The Board has granted service connection for ischemic heart disease as a result of herbicide agent exposure, finding that the Veteran's current diagnosis is at least in equipoise with evidence showing manifestations to a degree of 10 percent disabling. The motorcycle accident prior to service was not found to be a recognized cause of the condition.

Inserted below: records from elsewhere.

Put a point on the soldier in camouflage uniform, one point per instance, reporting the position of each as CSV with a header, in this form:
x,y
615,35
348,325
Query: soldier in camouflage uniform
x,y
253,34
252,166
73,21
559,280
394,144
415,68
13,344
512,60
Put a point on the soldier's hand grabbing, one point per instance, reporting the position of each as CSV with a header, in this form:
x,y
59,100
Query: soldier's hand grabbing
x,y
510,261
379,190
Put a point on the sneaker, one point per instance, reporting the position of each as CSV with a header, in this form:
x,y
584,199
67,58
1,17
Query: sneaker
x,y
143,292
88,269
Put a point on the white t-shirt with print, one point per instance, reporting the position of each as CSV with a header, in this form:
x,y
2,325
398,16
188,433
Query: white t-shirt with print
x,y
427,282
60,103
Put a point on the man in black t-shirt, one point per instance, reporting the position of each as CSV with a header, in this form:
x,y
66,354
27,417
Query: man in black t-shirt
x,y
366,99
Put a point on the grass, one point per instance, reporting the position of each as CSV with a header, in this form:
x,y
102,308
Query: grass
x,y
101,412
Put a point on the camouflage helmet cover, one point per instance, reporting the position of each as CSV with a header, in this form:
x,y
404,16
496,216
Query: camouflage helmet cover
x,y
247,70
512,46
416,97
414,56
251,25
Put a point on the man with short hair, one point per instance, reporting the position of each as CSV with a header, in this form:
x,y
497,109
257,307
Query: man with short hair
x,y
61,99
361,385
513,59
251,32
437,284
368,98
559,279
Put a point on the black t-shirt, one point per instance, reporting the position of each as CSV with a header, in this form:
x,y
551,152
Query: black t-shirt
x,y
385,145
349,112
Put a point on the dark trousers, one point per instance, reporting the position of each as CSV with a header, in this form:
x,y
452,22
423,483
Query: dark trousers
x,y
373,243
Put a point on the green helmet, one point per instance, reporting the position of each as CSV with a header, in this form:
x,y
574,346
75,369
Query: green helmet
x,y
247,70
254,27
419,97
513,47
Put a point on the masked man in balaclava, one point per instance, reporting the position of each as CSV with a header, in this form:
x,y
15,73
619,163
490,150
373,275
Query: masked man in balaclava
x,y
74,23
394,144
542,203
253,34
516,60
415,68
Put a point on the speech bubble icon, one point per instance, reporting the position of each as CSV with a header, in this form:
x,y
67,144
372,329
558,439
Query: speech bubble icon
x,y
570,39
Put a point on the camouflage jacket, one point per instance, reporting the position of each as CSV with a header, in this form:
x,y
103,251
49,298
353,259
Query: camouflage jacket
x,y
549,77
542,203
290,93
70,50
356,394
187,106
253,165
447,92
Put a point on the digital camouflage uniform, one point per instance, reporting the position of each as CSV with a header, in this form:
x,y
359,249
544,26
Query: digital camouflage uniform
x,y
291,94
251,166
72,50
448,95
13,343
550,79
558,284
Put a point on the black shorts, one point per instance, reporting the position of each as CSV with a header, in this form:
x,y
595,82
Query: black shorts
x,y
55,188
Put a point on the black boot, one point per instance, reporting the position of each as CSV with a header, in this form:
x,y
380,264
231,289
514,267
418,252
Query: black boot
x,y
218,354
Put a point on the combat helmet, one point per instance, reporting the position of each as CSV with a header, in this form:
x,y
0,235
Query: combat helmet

The deciding factor: The Board granted service connection based on the presumption for herbicide agent exposure, finding that the Veteran's current diagnosis is at least in equipoise with evidence showing manifestations to a degree of 10 percent disabling. The motorcycle accident prior to service was not found to be a recognized cause of the condition.
- Claimed conditions
- Ischemic heart disease
- How they argued it
- Presumptive (no nexus needed)
- Exposure basis
- Burn pits / airborne hazards
- Rating assigned
- 10%
- Decision date
- December 19, 2019
- Citation
- 19195319
This is a plain-language summary generated by AI from a public Board of Veterans’ Appeals decision. It can contain errors — always verify against the original. Look up the original decision on VA.gov (opens in a new tab) using citation 19195319.
What this means for you
A grant means the Board agreed the veteran was entitled to the benefit. Decisions like this show the kind of evidence and arguments that tend to succeed for claims like it.
What you can do next
Related decisions
Other Board decisions on a similar condition or argued the same way.
- Granted
The Veteran is granted special monthly compensation (SMC) at the R(1) rate due to his need for regular aid and attendance.
- Dismissed
The Veteran withdrew his appeals for increased ratings of ischemic heart disease and diabetes, and these claims are dismissed.
- Partly granted
The Board granted service connection for diabetes mellitus type II, ischemic heart disease, and hypertension from August 10, 2022, under the PACT Act. The claim for a thyroid disability was denied.
- Remanded (sent back)
The Board remands the case to request a medical opinion on whether service-connected hypertension or ischemic heart disease was a principal or contributory cause of the Veteran's death.